Mike knows full well the problems facing his staff at the moment are two words that begin with the same first two letters-D and E. Depth and defense. Words that just won't go away. For now, at least.
It has to be frustrating to Gundy that once again the Cowboys defense faltered. Losing DC Tim Beckman didn't have anything to do with sloppy tackling and the lack of full-bore 100 percent effort in chasing the football.
After a fast start, they either forgot or neglected to realize a football game lasts sixty minutes. Not fifteen or thirty. It's not two-below or flag football for the final thirty. Was there any doubt when the floodgates opened in the third quarter that Oregon was going to score at will? When the separation got more than a touchdown that barring a minor miracle this Holiday Bowl was going to end as anything but.

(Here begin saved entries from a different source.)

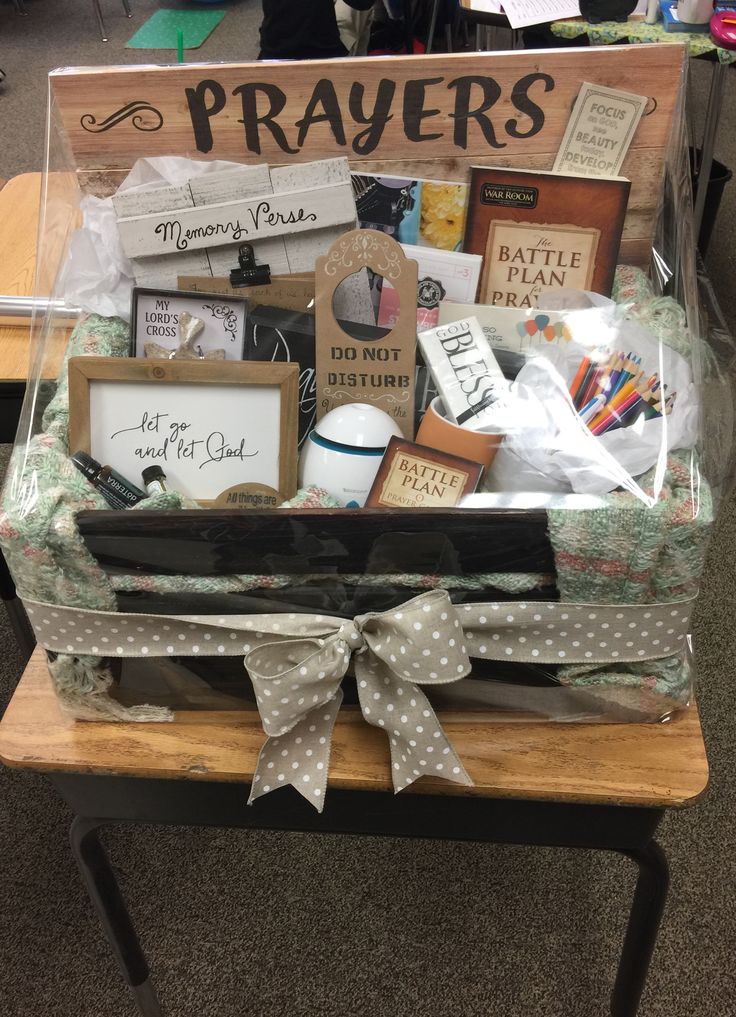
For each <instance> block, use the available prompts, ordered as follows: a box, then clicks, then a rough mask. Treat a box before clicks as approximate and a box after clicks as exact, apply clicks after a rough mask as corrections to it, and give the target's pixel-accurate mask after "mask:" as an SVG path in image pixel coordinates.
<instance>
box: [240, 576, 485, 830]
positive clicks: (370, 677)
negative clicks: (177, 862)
mask: <svg viewBox="0 0 736 1017" xmlns="http://www.w3.org/2000/svg"><path fill="white" fill-rule="evenodd" d="M435 634H437V635H436V636H435ZM351 656H352V658H353V662H354V667H355V676H356V682H357V685H358V699H359V703H360V708H361V711H362V713H363V716H364V718H365V719H366V720H367V721H368V723H369V724H372V725H373V726H374V727H378V728H381V729H382V730H383V731H385V733H386V736H387V737H388V740H389V744H390V756H391V777H392V780H393V788H394V790H395V791H401V790H402V789H403V788H405V787H408V786H409V785H410V784H412V783H414V781H415V780H417V778H418V777H421V776H422V774H432V775H433V776H435V777H444V778H446V779H447V780H451V781H454V782H455V783H458V784H472V783H473V782H472V780H471V779H470V777H469V776H468V774H467V773H466V771H465V768H464V766H463V764H462V763H461V761H459V759H458V757H457V756H456V754H455V752H454V750H453V749H452V746H451V744H450V743H449V741H448V739H447V737H446V735H445V733H444V731H443V730H442V727H441V725H440V723H439V721H438V720H437V717H436V715H435V713H434V710H433V709H432V707H431V706H430V704H429V700H428V699H427V697H426V696H425V695H424V693H423V692H422V691H421V690H420V689H419V685H420V684H446V683H448V682H450V681H457V680H458V679H459V678H463V677H465V676H466V675H467V674H469V673H470V670H471V662H470V659H469V657H468V652H467V649H466V645H465V640H464V635H463V630H462V627H461V623H459V621H458V619H457V613H456V610H455V608H454V607H453V606H452V603H451V601H450V599H449V597H448V595H447V593H446V592H445V591H444V590H433V591H431V592H429V593H424V594H422V595H421V596H419V597H415V598H414V599H413V600H410V601H408V602H407V603H406V604H403V605H402V607H401V608H398V609H395V610H390V611H384V612H382V613H380V614H377V613H370V614H361V615H359V616H358V617H357V618H355V620H354V621H344V622H343V623H342V624H341V625H340V626H339V627H338V629H336V630H335V631H334V632H332V633H331V634H329V635H328V636H326V637H325V638H320V639H296V640H289V641H288V642H273V643H266V644H265V645H262V646H260V647H258V648H257V649H256V650H251V652H250V653H249V654H248V655H247V657H246V658H245V666H246V667H247V669H248V673H249V674H250V677H251V680H252V682H253V687H254V690H255V696H256V702H257V704H258V710H259V711H260V715H261V719H262V721H263V729H264V730H265V732H266V734H267V735H268V737H267V739H266V741H265V744H264V745H263V747H262V749H261V751H260V755H259V757H258V765H257V767H256V771H255V775H254V777H253V784H252V788H251V792H250V798H249V801H250V802H252V801H254V800H255V799H256V798H258V797H260V795H262V794H267V793H268V791H271V790H273V789H274V788H277V787H281V786H283V785H285V784H292V786H293V787H295V788H296V789H297V790H298V791H299V792H300V793H301V794H303V795H304V797H305V798H306V799H307V800H308V801H311V802H312V803H313V804H314V805H315V806H316V807H317V809H318V811H319V812H321V811H322V807H323V804H324V793H325V790H326V786H327V768H328V763H329V747H330V741H331V737H332V728H333V726H334V721H335V718H336V716H338V711H339V710H340V705H341V703H342V700H343V694H342V692H341V687H340V686H341V682H342V680H343V677H344V676H345V673H346V671H347V670H348V665H349V663H350V660H351Z"/></svg>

Predictably, the first words read and heard in some game accounts were Dez, Zac and defense. Defense is the only one I'm buying. Go no further than the only coach to win ten games in Stillwater. Pat Jones says OU should never ever lose to a Boise, West Virginia, Colorado and about anyone who ever beats them. Forget injuries. Forget breaks. Forget where the game is played. You either bring it or you don't.
You can decide if it's too old-school or not. But what's good for the goose is good for the gander.
Everyone plays with injuries to stars. Florida without Percy Harvin slammed No. 1 Alabama. OU won a national title in 2000 with a lame lefty thrower in Josh Heupel whose elbow restricted the playbook and a crippled Jason White who was eight points from another national title even though he couldn't grip a ball enough to throw it forty yards.
OU will line up against a healthy Gator club for the crystal ball without stars Demarco Murray and DeMarcus Granger and their two best middle linebackers. But no one will feel sorry for them. And they shouldn't.
This is not equestrian. There are 119 Division 1 teams. Great teams replace guys who can't play with winning players. Good teams replace the unavailable stars with players who aren't capable of winning big games.
In the end, Gundy has his team on the right path. His decision to bench Bobby Reid means he has an experienced, respected, dependable, talented and stand-up leader of a QB. He's getting more good players. And his fourth team got significant national respect. Solid building blocks.
But the question will remain: Can OSU finish? Can they win critical games down the stretch? Those wristbands worn declaring the goal of winning the Big 12 are nice. But they don't mean anything if teams don't win championships and teams that win key games and championships do just the opposite of faltering down the stretch.
Gundy is a man. He's 41. He knows it and will spit it out to his charges all spring, summer and fall.
Then with a veteran lineup in 2009, the MWC Mad Bomber's improved club will have a lot of positives that will give them every opportunity to make it a special season. A favorable schedule. No travel to Lubbock or Austin. And getting a less-stout Sooner club that might be going from a Heisman QB to a less-capable RS freshman, not to mention a bevy of studs headed to the NFL.
So unfortunately on this eve of 2008, the battle cry remains the same as it has for lo so many a year. "Wait till next year." There's no other choice.
But more than any time in memory, the odds in '09 set up nicely for OSU. There's truth and hope to that painful "Wait till next year" battle cry.
No excuses. Not for not putting 60,000 fans in a 60,000 seat stadium. And for losing the final four of six.
Most teams would kill to have what Gundy has going into '09. There's the commitment from the administration, the money, facilities, schedule, skill position players and improved depth.
Perhaps next year will indeed be the year to sprint to the finish line. Limping across does not work in big boy tackle football.